What are the penalties for late EPF and ESI deposits in India?
Late EPF deposits attract interest at 12% per annum plus damages ranging from 5% to 25% of arrears depending on the delay period. Late ESI contributions attract interest at 12% per annum. Persistent non-compliance can result in prosecution with imprisonment of up to three years and fines up to INR 5,000 under the EPF Act.
Do we need separate payroll for expatriate and local employees?
While both categories are processed through the same Indian payroll system, expatriate employees require separate handling for International Worker EPF contributions (uncapped), shadow payroll coordination, tax equalization calculations, FRRO compliance tracking, and Form 27Q filing for any component paid by the Chinese parent. A single payroll system with expatriate-specific configurations is the recommended approach.

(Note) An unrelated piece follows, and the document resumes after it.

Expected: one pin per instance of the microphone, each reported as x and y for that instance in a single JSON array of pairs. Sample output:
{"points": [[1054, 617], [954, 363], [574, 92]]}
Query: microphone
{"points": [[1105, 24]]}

How do India's new Labour Codes affect our payroll structure?
The Labour Codes effective November 2025 mandate that basic salary plus dearness allowance must constitute at least 50% of total compensation. This directly increases EPF and ESI contributions (calculated on basic salary), gratuity liability, and overtime pay calculations. Existing salary structures must be restructured to comply, which may increase employer costs by 8-15%.